When clients or the children contact me and say, “we are concerned about asset protection” I often ask “protection from what or from whom?” The answer is generally “the state” or “the nursing home.” In other words, they are trying to protect their savings from catastrophic health care costs.

This includes at-home care, rest homes, assisted living facilities, and nursing homes.

When thinking far in advance versus in the midst of a crisis, there are basically four ways to protect your assets/savings from catastrophic health care costs: die without ever needing care, guarantee that your children will take care of you in your final months/ years, buy long term care insurance, or transfer assets to get the so-called five year Medicaid look-back started.

Often, the most realistic strategy out of the above four is to transfer assets. If you are willing to take such a dramatic step, then when? It depends on a variety of factors, the primarily your age and your health. I am not a fan of elders transferring their home or other assets during their 60s unless there is some indication that they will need substantial care in the coming years. As I am unable to see the future, I cannot definitively say that “at 68 years old you should transfer your house.”

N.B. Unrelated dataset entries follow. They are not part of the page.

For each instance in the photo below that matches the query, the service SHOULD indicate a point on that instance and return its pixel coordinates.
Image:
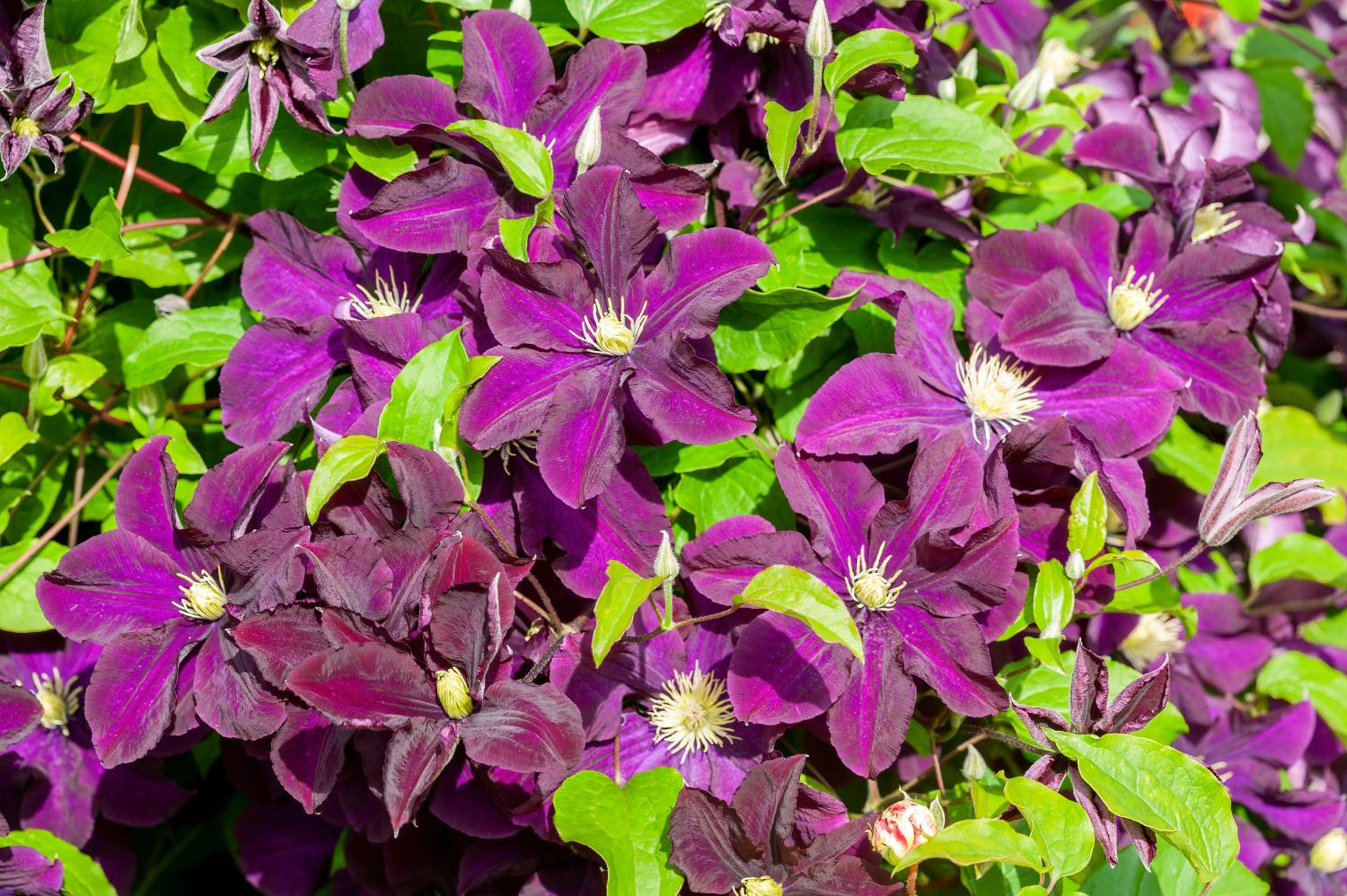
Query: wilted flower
(1230, 505)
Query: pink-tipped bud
(902, 828)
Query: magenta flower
(584, 353)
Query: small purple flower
(37, 119)
(277, 70)
(585, 353)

I generally am a fan of transfers in your early 70s, depending upon your health and family genetics. The longer your parents and grandparents have lived, the greater your chance of living longer. Should that lead you to believe that there is no rush? What if a member of your family has been struck with Parkinson’s, and you think you might be next? Under those circumstances I would say transfer sooner, rather than later. It is all a matter of comfort level. What keeps you awake at night? Are you concerned that a health care facility or “the state” might consume your savings? Or are you worried that your children might become estranged, predecease you, divorce, go bankrupt, or get sued. Or, worse yet, take the money you have transferred to them “for safe keeping” and leave you high and dry? There are clearly inherent risks involved in transferring assets.

If you are going to jump into the fray and transfer assets, do it all at once. Don’t transfer your house this year, your summer cottage next year, and some of your savings the year after. In doing that you are stretching the look-back period by not making the transfers all at once to get the five-year clock ticking.

I realize substantial asset transfers is a leap of faith, but if you can’t stomach the risks and also don’t want your savings consumed, then buy long term care insurance. That’s what my wife and I did. We don’t have to worry about when and if we should transfer our assets. All we have to worry about is earning enough money to pay the LTC premiums.